And I realize there is a falacy in my argument of interchanging urban area with overall density, but I think they're close enough. :)

Louisville is actually officially listed at 560k but in the census they say list it as "Louisville-Jefferson County." However, that 560k leaves out 140k people which is so substantial it is such a misnomer to say it is "merged." Those 140k live in incorpoarted suburbs that the city was not allowed to count in its "official" population according to the census, even though the city provided them with survices and they pay Louisville Metro taxes!!! The city is extremely angry about this because you cannot list it as "Louisville-Jefferson" if it leaves out 140k people and 100 or so square miles.

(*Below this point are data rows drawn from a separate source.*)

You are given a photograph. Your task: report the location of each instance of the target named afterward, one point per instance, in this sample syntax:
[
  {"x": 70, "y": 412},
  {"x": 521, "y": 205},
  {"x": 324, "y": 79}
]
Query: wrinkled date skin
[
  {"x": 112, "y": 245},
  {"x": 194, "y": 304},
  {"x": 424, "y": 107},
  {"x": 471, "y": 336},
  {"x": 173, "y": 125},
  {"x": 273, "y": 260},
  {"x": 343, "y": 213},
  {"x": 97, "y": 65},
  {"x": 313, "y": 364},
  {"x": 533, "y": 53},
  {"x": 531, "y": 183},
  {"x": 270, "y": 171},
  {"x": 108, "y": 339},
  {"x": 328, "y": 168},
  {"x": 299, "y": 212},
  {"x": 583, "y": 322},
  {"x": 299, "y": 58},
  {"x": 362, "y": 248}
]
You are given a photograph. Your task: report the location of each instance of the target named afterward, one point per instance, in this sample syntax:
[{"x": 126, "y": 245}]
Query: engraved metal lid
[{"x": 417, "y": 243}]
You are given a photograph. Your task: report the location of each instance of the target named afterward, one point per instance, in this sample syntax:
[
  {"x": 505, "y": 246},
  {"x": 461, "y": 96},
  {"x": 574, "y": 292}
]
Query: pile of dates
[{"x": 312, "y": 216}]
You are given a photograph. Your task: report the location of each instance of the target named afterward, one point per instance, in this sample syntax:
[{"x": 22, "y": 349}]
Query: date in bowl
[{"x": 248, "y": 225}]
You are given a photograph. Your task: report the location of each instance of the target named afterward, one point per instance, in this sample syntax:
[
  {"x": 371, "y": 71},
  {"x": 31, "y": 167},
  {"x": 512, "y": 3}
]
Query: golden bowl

Almost every inch of developable land where those 560k people live is accounted for. Louisville's county, Jefferson, has 700k people in 385 square miles, and I believe around 5% of that area is water. As I have said on here for a long time, Louisville is a substantially larger and denser cities than places like Jax or OKC. Sure the metros are similar now, but Louisville just looks and feels like a much bigger city (bc it always has been historically) if you are just driving around. Comparing the density in Louisville to that in OKC is like trying to compare the density of Louisville to Chicago. I just cannot emphasize that point enough.

I am fully convinced that Louisville will probably never be known like it should until the city wakes up and gets pro sports here, something that should of happened with the Grizz and Hornets...but thats a different story.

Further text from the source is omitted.